Being a graduate student at MIT’s Media Lab is generally a solid prerequisite for assuming someone has brains and John Kestner is no exception. His two new projects explore relationships with digital media, attempting to anchor online interactions in the physical world.
Kestner’s project Tableau harkens back to when communication and social connections took place in person with a conversation, or high-five. Tableau, which looks like your standard handsome nightstand, connects the high tech with the classic feeling of receiving a letter from a friend at camp. Essentially the device is an Internet-enabled printer and scanner that connects to a Twitter feed. When a photo appears in your feed, the Tableau prints it out and drops it into the drawer to be collected at the user’s leisure. If you want to send a message, you simply put it in the drawer and the Tableau scans it and publishes in to your feed. Constructed from reclaimed materials, it only uses Zink paper, a printing medium that requires no printer cartridges. The Tableau can currently be seen on exhibit at the Saint Etienne International Design Biennale.
Kestner’s other project, which involved some fellow Media Lab cohorts, he calls the Proverbial Wallet. Based around the disconnect between the user and the intangible numbers of a bank account, the Proverbial Wallet interprets numerical data into a physical stimulus using Bluetooth technology. Each of the three prototypes serve to alert the user of different scenarios they might encounter financially.
The Bumblebee contains a vibrating motor. Every time your bank processes a transaction, the wallet will buzz.
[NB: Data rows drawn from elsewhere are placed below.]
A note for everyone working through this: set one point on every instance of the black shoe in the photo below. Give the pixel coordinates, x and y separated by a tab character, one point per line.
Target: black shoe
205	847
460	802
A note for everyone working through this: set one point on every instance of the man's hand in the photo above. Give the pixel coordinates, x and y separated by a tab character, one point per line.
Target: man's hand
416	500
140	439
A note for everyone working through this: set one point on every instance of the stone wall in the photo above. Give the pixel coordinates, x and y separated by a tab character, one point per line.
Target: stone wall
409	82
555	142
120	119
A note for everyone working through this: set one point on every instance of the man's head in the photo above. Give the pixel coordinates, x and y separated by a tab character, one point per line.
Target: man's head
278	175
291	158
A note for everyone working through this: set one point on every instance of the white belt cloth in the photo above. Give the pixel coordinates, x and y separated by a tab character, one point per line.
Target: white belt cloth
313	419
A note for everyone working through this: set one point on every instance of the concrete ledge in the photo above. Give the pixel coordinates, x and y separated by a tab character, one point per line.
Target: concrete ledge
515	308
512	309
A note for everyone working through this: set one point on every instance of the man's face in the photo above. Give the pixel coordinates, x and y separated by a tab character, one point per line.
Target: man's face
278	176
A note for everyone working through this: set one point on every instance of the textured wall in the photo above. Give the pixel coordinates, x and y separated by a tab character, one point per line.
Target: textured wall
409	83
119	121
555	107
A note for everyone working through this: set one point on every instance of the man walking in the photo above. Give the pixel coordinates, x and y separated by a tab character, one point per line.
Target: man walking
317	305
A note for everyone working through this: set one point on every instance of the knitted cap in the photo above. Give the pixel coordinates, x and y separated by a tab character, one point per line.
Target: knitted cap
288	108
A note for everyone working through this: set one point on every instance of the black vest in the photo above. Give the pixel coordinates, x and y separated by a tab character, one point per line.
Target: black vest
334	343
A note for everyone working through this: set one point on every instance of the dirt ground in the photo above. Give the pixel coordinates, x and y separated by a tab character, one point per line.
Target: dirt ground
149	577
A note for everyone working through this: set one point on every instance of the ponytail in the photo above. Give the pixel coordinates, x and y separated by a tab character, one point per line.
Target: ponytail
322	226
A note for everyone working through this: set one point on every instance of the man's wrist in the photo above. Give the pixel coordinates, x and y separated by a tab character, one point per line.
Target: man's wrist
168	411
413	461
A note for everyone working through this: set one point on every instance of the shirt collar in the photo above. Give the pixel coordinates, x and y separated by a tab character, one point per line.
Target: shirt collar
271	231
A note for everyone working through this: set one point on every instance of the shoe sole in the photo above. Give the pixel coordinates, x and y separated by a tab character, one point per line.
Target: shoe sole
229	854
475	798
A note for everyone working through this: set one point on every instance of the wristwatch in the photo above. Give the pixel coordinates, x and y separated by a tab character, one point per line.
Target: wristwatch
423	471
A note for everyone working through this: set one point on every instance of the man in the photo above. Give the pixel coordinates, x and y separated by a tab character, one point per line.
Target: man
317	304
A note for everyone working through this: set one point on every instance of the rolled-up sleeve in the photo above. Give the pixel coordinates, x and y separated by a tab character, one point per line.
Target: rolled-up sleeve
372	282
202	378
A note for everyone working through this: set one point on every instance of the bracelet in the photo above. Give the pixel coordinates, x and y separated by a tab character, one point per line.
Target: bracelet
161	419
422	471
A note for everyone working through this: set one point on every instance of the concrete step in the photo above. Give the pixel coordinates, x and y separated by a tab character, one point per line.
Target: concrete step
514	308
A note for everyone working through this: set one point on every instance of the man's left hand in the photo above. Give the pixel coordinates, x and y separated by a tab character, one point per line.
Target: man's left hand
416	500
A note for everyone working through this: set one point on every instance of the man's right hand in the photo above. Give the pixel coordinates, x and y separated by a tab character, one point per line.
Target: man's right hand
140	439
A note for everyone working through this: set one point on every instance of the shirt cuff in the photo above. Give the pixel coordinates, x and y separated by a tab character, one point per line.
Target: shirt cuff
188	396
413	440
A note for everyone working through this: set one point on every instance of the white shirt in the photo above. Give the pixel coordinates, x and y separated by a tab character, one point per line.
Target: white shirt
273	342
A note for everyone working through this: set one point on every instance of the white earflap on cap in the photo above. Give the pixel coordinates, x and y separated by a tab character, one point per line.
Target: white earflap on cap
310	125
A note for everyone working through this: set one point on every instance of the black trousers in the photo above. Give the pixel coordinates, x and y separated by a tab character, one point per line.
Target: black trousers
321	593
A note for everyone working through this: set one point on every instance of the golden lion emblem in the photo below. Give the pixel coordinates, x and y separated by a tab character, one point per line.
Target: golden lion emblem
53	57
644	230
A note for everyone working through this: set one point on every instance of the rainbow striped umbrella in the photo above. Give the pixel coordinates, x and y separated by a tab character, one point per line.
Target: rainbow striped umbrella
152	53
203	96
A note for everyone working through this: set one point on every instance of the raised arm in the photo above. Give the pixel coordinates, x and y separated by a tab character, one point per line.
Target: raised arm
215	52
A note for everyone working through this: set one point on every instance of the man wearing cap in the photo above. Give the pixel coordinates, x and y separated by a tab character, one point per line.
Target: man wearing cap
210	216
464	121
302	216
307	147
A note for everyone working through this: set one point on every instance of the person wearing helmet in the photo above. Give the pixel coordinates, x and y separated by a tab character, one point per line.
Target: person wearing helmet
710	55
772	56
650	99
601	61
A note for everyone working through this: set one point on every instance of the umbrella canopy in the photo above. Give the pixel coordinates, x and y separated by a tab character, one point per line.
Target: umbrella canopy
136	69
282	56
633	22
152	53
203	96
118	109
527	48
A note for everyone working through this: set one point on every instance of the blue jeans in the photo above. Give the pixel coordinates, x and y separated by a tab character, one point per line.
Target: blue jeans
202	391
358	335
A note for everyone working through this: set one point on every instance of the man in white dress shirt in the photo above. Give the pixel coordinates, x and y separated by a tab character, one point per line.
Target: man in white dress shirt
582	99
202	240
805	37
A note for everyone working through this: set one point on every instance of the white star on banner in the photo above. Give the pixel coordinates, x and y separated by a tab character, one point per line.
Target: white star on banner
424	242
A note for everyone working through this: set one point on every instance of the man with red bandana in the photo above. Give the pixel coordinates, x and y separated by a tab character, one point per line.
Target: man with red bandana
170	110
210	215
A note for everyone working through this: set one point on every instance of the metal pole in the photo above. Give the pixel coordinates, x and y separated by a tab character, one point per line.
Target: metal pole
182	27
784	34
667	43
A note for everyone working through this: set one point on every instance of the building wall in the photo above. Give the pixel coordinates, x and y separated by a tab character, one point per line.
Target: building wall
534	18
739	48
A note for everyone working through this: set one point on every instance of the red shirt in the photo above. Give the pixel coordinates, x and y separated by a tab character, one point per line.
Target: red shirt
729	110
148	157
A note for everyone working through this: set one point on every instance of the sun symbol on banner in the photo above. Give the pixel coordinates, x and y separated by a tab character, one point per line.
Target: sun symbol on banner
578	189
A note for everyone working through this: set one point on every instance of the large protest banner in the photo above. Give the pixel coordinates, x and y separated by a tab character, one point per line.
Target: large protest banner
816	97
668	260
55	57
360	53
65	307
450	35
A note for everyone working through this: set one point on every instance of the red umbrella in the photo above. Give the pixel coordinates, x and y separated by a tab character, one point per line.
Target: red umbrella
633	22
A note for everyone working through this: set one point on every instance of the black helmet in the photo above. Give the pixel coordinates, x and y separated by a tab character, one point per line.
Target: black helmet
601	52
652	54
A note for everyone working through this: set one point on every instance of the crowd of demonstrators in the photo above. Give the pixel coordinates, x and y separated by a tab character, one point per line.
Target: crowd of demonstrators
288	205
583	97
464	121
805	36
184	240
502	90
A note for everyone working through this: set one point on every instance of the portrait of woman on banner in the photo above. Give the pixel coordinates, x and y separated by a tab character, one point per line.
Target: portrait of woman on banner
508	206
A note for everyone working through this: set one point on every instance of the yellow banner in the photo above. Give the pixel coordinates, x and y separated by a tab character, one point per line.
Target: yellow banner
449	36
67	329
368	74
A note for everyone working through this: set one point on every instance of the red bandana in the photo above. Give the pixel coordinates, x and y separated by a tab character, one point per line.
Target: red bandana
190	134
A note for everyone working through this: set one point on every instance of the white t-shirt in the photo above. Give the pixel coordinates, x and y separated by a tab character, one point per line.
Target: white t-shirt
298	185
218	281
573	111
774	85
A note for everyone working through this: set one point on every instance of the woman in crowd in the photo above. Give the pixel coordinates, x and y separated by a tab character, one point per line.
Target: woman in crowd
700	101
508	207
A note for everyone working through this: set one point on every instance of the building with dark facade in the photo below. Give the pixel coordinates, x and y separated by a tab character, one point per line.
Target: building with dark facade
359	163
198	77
If your wallet buzzes and you aren’t handing your credit card to a cashier or its not time to auto-pay your bills then it is probably a good idea to check for fraudulent activity.
Designed to protect the user from themselves, the Mother Bear wallet becomes easier to open when you’re flush, locking itself up like a clam when your balance gets low. You can also program it to abide by a monthly budget to discourage unnecessary spending.
The Peacock is ideal for anyone who wants to showboat how many zeros were on their last check. The wallet will swell or shrink depending on your account balance. If you deposit that fat check on Friday before going out for the night the Peacock will reflect your good fortune and potentially attract some lovely companions.
Both of Kestner’s projects take an interesting look at how we relate to our media and our money. Most modern users take for granted the giant virtual gap between information and the physical self. Kestner’s work remind us how communication used to take place, the value of physically interacting with the virtual world and why all of that might be really important.